The application of universal polymer behavior to the linkage among molecular models at various length and time scales was examined in terms of a mapping scheme focused on power laws that also show universality. The spatial and temporal gaps were evaluated by mapping between the atomistic model of PE and the coarse-grained KG model, a linkage between the vastly different scales of AMD and high-level CGMD. The scheme reveals the characteristic length and time for the onset of universality between AMD and KGMD for the representative static and dynamic properties. The large gaps raise the discrepancies of the properties at short length and time scales, showing the clear limit for bridging the two simulations while retaining atomistic characteristics. To overcome this limit, low-level (i.e., elaborate) CG models that introduce the effects of short length and time scales should be developed18,20,22. The scheme was then use to evaluate the gaps between the multiscale molecular models of PS and the KG model, which involves a linkage among the three different scales of AMD, middle-level CGMD, and high-level CGMD. The small gaps between middle- and high-level CGMD attain the fast onset of universality without the discrepancies of the properties at any length and time scales.
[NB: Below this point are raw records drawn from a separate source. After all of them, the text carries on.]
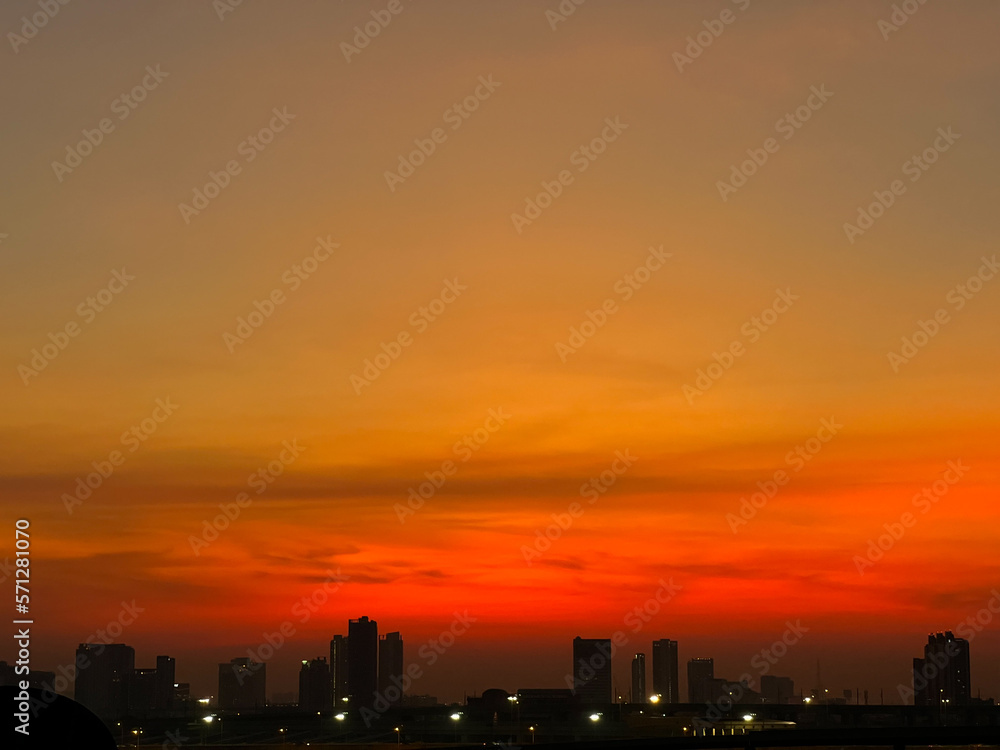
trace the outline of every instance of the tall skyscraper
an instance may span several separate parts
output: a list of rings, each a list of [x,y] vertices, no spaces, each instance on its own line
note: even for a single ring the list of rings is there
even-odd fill
[[[611,703],[611,639],[573,639],[573,690],[582,703]]]
[[[267,664],[238,657],[219,665],[219,708],[263,708]]]
[[[333,702],[340,706],[347,690],[347,636],[335,635],[330,641],[330,680],[333,682]]]
[[[403,702],[403,639],[398,632],[378,640],[378,692],[392,706]]]
[[[176,666],[177,660],[172,656],[156,657],[156,707],[159,709],[173,708]]]
[[[698,657],[688,662],[688,703],[711,700],[715,662],[710,657]]]
[[[950,630],[927,637],[924,658],[913,660],[913,704],[966,705],[972,697],[969,642]]]
[[[330,665],[325,656],[302,662],[299,669],[299,708],[329,711],[333,705]]]
[[[679,663],[677,641],[669,638],[653,641],[653,693],[664,703],[681,702]]]
[[[632,695],[633,703],[646,702],[646,655],[636,654],[632,657]]]
[[[145,716],[155,711],[156,688],[155,669],[133,669],[128,683],[129,713]]]
[[[347,692],[351,706],[372,708],[378,691],[378,623],[361,617],[347,625]]]
[[[128,688],[135,669],[135,650],[124,643],[81,643],[76,649],[73,697],[102,719],[128,712]]]
[[[173,705],[174,659],[157,656],[155,669],[133,669],[128,679],[129,712],[145,716]]]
Furthermore, it allows a linkage between the two models that quantitatively estimates polymer dynamics up to the subsecond timescale. This demonstrates the great potential to that the combination of various scales of molecular models permits multiscale mapping for polymer MD simulations. Here, quantitatively traceable MD time ranges can be significantly scaled up, which introduces the possibility of direct linkage between MD simulations and macroscale approaches59,60. The present mapping scheme is simple, and the scaling factors can be estimated with reasonable accuracy by using existing MD simulations and computational resources. Therefore, it is anticipated that it will be applicable to the sequential multiscale mapping among AMD, low-, middle-, and high-level CGMD for quantitative estimation of polymer properties at realistic length and time scales while maintaining a reasonable computational cost.